Characterization of the Corrosion of Nanostructured 17-4 PH Stainless Steel by Surface Mechanical Attrition Treatment (SMAT)

Abstract

The corrosion properties of nanostructured 17-4PH stainless steel facilitated by a surface mechanical attrition treatment (SMAT) process were studied using electrochemical measurements in 0.6 M NaCl aqueous solution. The microstructure of the surface layer was characterized by X-ray diffraction (XRD) and scanning electron microscopy (SEM). The results demonstrated the formation of a nanostructured surface layer on the surface of the material. By the combination of SMAT and low-temperature annealing processes, the potentiodynamic polarization measurements and X-ray photoelectron spectroscopy (XPS) spectra demonstrated an improvement in the corrosion resistance of 17-4PH stainless steel with a reduced corrosion current density of 0.241 mA/cm² and a higher chromium content.
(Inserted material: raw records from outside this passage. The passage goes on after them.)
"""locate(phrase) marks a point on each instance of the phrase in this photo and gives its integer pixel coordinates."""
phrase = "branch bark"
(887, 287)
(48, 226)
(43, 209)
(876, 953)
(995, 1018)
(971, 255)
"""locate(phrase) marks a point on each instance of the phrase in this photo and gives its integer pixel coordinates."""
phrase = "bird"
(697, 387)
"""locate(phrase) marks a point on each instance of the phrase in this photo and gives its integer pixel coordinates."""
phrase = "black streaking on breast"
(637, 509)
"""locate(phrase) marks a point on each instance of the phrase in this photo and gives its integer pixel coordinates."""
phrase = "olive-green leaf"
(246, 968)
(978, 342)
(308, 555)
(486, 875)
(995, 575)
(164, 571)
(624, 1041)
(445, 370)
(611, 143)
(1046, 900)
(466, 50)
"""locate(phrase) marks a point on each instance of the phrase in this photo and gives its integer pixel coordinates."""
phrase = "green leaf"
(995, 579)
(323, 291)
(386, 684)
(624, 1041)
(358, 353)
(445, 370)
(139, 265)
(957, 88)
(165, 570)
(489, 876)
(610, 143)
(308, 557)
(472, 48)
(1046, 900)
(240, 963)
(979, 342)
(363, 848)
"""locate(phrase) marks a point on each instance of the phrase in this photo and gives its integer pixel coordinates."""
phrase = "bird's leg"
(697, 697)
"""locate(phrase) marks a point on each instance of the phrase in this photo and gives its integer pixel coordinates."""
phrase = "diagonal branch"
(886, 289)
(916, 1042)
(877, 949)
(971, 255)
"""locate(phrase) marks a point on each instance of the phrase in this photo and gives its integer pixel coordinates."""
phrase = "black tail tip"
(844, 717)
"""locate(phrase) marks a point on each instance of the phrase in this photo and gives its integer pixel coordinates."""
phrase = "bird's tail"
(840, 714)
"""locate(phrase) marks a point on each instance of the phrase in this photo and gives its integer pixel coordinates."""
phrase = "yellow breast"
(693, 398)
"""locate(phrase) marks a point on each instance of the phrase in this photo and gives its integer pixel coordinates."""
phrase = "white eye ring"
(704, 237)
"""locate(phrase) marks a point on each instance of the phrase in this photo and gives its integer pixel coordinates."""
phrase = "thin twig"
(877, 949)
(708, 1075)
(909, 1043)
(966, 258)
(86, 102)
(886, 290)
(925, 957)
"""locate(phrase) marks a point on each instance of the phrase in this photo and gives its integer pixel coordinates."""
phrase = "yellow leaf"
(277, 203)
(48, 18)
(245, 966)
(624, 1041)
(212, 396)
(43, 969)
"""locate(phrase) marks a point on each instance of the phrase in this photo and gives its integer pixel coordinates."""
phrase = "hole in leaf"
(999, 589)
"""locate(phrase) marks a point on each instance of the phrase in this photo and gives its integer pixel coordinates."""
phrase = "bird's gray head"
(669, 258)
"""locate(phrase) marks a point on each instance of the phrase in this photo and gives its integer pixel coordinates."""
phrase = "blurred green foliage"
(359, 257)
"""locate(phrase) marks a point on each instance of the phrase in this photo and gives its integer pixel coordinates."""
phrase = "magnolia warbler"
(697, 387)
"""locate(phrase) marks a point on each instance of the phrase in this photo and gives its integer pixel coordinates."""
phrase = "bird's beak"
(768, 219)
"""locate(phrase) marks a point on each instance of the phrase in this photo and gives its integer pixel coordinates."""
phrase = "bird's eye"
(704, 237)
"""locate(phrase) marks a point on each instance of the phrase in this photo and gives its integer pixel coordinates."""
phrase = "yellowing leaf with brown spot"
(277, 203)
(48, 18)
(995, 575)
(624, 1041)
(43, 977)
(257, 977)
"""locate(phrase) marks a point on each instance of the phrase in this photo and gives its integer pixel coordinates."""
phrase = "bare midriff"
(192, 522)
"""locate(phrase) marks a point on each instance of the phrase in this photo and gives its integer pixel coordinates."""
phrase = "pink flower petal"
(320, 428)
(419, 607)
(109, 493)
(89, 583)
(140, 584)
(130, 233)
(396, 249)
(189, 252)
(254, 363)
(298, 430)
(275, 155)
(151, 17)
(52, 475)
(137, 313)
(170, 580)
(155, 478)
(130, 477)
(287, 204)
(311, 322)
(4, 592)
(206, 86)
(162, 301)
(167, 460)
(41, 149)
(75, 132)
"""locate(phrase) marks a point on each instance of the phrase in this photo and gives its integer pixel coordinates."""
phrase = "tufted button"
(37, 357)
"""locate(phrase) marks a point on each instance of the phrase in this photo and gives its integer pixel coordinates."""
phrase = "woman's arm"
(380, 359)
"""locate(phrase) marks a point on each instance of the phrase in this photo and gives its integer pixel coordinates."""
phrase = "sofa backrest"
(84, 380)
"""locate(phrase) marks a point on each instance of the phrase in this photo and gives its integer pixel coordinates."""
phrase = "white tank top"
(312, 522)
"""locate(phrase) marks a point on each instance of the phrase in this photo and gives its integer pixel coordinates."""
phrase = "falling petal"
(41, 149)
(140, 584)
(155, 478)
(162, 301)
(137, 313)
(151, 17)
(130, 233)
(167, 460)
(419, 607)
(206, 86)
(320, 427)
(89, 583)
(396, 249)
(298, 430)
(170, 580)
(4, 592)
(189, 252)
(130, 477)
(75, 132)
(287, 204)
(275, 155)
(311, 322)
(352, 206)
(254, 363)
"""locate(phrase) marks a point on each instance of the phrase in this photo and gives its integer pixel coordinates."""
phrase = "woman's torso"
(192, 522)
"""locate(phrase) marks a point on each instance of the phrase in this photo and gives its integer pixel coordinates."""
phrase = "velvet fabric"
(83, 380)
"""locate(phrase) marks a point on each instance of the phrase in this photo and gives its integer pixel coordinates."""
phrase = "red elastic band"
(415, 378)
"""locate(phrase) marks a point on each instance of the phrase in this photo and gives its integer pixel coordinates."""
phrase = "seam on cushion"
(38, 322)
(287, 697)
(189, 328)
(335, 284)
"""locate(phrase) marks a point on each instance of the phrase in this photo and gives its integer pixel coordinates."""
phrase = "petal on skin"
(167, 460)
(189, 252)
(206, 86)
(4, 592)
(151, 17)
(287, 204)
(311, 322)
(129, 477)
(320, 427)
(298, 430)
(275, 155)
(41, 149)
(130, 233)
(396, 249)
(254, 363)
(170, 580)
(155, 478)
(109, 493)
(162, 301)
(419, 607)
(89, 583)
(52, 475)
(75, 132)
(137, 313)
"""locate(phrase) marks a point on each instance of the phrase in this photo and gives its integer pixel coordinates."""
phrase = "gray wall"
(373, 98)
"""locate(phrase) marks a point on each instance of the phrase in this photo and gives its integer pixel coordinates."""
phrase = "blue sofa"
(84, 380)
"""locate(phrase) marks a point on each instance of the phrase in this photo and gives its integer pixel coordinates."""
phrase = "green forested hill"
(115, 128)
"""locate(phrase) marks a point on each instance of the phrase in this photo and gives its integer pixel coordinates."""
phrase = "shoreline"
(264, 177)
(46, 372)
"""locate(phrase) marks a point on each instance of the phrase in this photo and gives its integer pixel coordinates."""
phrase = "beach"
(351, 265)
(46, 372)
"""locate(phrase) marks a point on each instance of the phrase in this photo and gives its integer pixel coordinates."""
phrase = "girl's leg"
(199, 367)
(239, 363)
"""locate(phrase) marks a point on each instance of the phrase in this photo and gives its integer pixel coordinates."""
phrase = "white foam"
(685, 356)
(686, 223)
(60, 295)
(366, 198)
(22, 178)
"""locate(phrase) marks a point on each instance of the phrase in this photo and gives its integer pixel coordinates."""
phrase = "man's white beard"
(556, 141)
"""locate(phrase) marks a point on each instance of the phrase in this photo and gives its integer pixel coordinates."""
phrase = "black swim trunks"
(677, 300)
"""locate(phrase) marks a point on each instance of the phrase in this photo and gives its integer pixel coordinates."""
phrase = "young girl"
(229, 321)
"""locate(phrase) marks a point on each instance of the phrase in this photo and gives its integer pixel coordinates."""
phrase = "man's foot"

The improved corrosion resistance may be attributed to the formation of nucleation sites through which chromium may freely move from the matrix to the upper surface and thereby form a protective oxide layer on the surface of the material.

Keywords:

• 17-4PH stainless steel
• electrochemical impedance spectroscopy
• scanning electron microscopy
• surface mechanical attrition treatment
• X-ray diffraction
• X-ray photoelectron spectroscopy

Conflict of interest

No conflicts of interest are reported by the authors.

Additional information

Funding

Professor J. Lu acknowledges the support of the National Key R&D Program of China [Project No. 2017YFA0204403], the Major Program of National Natural Science Foundation of China: NSFC 51590892, the Ministry of Science and Technology of China [Project No. 2018YFE0190400], the Hong Kong Collaborative Research Fund (CRF) Scheme [Ref. C4026-17W], Theme-based Research Scheme [Ref. T13-402/17-N], and General Research Fund (GRF) Scheme [CityU 11247516]. This work was also supported by the Government of Hong Kong, Hong Kong SAR, China, Hong Kong [PF16-02783].